Re:What are you smoking? (1)

Jesus_666 (702802) | more than 6 years ago | (#22221246)

This is why those on the left don't manage to get anything done.
The USA have a left? When did that happen?

Re:Love It Or Hate It... (2, Insightful)

tpheiska (1145505) | more than 6 years ago | (#22220744)

Private communication is a key factor in a democratic society. Without it, a powerful opposition is not possible. And an opposition is very necessary, even though the current US regime/government tries to label it 'unpatriotic'. But then, I'm an ignorant European treehugger who undersands nothing about the dangers USA is facing. There is also a nice quote from one of the great minds that America has produced. "Those who would give up Essential Liberty to purchase a little Temporary Safety, deserve neither Liberty nor Safety."

Re:Love It Or Hate It... (5, Insightful)

PopeRatzo (965947) | more than 6 years ago | (#22220830)

We've been damned fortunate and thwarted every single planned attack since 9/11... we've batted 1.000 so far.
By that weak standard, Bush should also get full credit for there not having been a single American city demolished by a meteor, and he's "batted 1.000" in keeping California from falling into the Pacific.

Maybe we should look at it the other way around. George Bush has been the only president in the 20th century to allow such a devastating foreign attack on our soil.

It might just be that the threat of terrorism isn't as serious as you seem to think.

But the most important argument against creating a "total surveillance society" in order to prevent terrorism is that there already is a very good legal system for allowing the kind of surveillance against terrorists that you seem to believe we need.

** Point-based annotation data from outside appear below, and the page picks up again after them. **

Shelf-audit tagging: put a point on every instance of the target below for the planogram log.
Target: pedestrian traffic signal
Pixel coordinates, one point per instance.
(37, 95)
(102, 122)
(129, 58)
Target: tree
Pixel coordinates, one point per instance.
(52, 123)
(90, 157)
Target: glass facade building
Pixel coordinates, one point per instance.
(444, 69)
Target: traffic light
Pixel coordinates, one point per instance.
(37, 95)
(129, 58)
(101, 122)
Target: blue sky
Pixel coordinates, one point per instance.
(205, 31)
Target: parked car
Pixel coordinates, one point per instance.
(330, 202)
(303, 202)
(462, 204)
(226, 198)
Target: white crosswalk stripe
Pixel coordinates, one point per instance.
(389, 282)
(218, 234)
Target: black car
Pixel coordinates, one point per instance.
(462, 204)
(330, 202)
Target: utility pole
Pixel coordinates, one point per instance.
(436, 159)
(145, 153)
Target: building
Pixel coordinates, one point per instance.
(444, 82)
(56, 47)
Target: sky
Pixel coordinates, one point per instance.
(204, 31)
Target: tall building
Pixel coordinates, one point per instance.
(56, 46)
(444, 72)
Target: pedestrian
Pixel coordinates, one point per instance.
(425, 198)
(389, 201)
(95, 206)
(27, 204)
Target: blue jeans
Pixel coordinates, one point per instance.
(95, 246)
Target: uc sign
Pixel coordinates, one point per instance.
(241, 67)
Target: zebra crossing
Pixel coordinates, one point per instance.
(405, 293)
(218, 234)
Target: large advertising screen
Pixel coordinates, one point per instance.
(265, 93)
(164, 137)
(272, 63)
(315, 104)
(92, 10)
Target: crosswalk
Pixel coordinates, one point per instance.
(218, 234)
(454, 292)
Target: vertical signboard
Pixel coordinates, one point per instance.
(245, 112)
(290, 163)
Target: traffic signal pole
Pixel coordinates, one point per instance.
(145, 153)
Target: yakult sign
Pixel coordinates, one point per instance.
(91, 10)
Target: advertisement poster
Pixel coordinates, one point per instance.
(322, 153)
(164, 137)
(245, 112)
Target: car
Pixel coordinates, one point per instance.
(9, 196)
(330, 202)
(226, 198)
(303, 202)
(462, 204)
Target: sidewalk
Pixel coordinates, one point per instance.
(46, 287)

It is called the FISA court and gives our government plenty of tools for fighting terrorism.

Finally, for me it comes down to this: Yesterday, we heard one GOP senator after another say that the telecoms did nothing wrong in allowing the government to eavesdrop, and the program is completely legal. Well then, why do they need immunity? Why not leave it up to our legal system and a jury of citizens to decide whether any laws were broken.

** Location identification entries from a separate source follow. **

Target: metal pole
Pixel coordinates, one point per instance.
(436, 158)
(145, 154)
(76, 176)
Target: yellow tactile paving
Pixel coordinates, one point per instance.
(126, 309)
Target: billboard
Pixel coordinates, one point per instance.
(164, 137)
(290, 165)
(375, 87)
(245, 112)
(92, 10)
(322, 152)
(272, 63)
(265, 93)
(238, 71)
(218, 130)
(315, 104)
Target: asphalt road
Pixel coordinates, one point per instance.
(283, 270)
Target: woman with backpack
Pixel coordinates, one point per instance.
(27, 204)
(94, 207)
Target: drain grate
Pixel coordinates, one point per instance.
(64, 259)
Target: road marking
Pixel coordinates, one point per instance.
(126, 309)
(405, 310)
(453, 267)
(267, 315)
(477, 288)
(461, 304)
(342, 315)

blcamp, I live in the shadow of Sears Tower. I'm as concerned about my wife and daughter as you are about your family. But as I've said before, I will take my chances with the terrorists, but leave my liberties intact.

Re:Love It Or Hate It... (1)

blcamp (211756) | more than 6 years ago | (#22221170)


Utter Nonsense:

First World Trade Center Attack in 1993. President: Bill Clinton.
Pearl Harbor, 1941. President: Franklin Delano Roosevelt. (Yes, even then Hawaii was "our soil".)

Those were both a "foreign attack on our soil."

As I have said before, and I'll say again: BOTH can be done - both protecting our civil liberties AND preventing terrorist attacks. They are NOT mutually exclusive.

If you sacrifice either one without the other (EITHER WAY), we're in trouble.

Re:Love It Or Hate It... (1)

Nimey (114278) | more than 6 years ago | (#22221598)

If you want to be that pedantic, don't forget that FDR was president during the only time since the War of 1812 when a foreign power occupied United States soil (the capture of two Aleutian islands, Attu and Kiska, by the Japanese).

Re:Love It Or Hate It... (1)

PopeRatzo (965947) | more than 6 years ago | (#22221994)

blcampy, you don't read carefully enough. I said that George Bush was the first President to allow such a devastating attack on our soil. There's plenty evidence that 9/11 was the most devastating attack on US soil in the 20th century.

And yes, being 100% safe from terrorist attacks IS mutually exclusive with protecting our civil liberties.

Re:Love It Or Hate It... (1)

Teflon_Jeff (1221290) | more than 6 years ago | (#22222012)

Technically, the 9/11 attacks were int eh 21st century. But regardless, the Telco's were really between a rock and a hard place. Even recently as 18 months ago, they were handing over private information to the NSA by request. Except Qwest, I believe. I don't support blanket immunity, but I do support some immunity. We should be looking at specifics on a case by case basis.

Re:Love It Or Hate It... (4, Insightful)

bhima (46039) | more than 6 years ago | (#22220954)

OK. I'm all for making the tools available, once the make sure that they safeguard our everyday civil liberties and that their continued use is based on regular and accurate validations their efficacy.

Seriously: Safeguard our liberties first then worry about security.

Security in the United States today is Security Theater. It's operatic in it's grandeur and stupidity.

5 Year olds and US senators on 'No Fly Lists'? Falafel stakeouts in San Fran looking for Iranian sleeper cells? The Secret Service strong-arming high school students for anti-war anti-bush speech? Calling the Bomb Squad on hot chilies, LED cartoon advertisements, and state owned traffic monitors? Arresting, Beating, Nearly Shooting & Killing innocent people because they act or look different?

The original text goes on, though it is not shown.